En la madrugada de hoy fuimos despertado con la infausta noticia de la muerte del periodista mocano Isidro Silva Cabreja, un verdadero símbolo de la honestidad y la integridad personal.
Conozco a Isidro desde nuestra temprana juventud, cuando desarrollamos la labor cultural y social desde el club La Voz de la Cultura, y luego mantuvimos por diez años el periódico El Mensaje, el programa radial La Voz de la Cultura en el Aire y el Informativo dominicano, cuyos presentadores de noticias eran Fernando Moronta, Guarocuya Cabral, Marcelino Cuevas y el ingeniero Aridio Badia.

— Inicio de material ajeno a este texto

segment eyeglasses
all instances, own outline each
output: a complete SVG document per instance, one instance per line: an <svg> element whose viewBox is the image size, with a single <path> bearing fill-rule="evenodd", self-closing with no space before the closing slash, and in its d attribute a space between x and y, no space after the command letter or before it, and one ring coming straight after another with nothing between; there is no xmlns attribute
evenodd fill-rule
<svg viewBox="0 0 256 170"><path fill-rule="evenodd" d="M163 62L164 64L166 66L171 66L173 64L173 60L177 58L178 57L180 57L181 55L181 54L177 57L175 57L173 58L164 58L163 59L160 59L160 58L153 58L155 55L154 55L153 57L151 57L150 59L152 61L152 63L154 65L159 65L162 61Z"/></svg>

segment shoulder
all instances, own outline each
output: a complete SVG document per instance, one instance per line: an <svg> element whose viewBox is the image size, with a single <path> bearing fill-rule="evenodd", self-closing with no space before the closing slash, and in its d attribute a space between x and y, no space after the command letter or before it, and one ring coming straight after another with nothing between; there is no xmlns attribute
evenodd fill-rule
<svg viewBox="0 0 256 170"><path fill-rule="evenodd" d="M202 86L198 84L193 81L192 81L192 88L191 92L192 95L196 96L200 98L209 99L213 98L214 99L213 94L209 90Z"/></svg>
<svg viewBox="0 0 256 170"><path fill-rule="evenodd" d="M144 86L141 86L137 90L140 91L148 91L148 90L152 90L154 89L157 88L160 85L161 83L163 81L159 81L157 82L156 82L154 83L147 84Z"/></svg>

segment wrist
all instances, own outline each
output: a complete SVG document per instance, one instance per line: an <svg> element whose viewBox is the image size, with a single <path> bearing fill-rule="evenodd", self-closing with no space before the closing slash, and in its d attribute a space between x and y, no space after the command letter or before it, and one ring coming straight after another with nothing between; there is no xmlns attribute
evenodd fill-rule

Eran tiempos difíciles, y había que tener sangre espartana y corazón templado para no caer en la trampa de la medianía.
Isidro estudió periodismo en la UASD, y su espíritu sufrió una fuerte baja, a raíz del vulgar asesinato de su hermano, el siempre recordado y admirado Amelio Silva, principal cuadro de la Línea Roja del 14 de Junio.

Doña Aurora, que era su madre, le sembró como principio nunca doblarse ni arredrarse ante nada, y sobre todo, morir con los principios y mantener en alto la dignidad.

Y eso era Isidro, murió pobre, pero respetado por todos.

Hoy que se apaga su paso por esta vida terrenal, quiero reivindicar su legado, expresar mi profundo sentimiento de pesar y transmitir a la juventud el valor de una vida con sentido, de valores y respeto a los símbolos de la ética y la integridad personal. Ojalá que una parte de la prensa de hoy se vea en este espejo, para que sintamos que la vida humana sólo es útil, cuando se entrega a los demás sin esperar recompensa.

Isidro fue un roble, que como el robledal y el guayacán, no se quiebra con la muerte, porque su polvo es un abono que se multiplica con el tiempo. Dios proteja su alma, y lo conduzca al espacio infinito de los justos.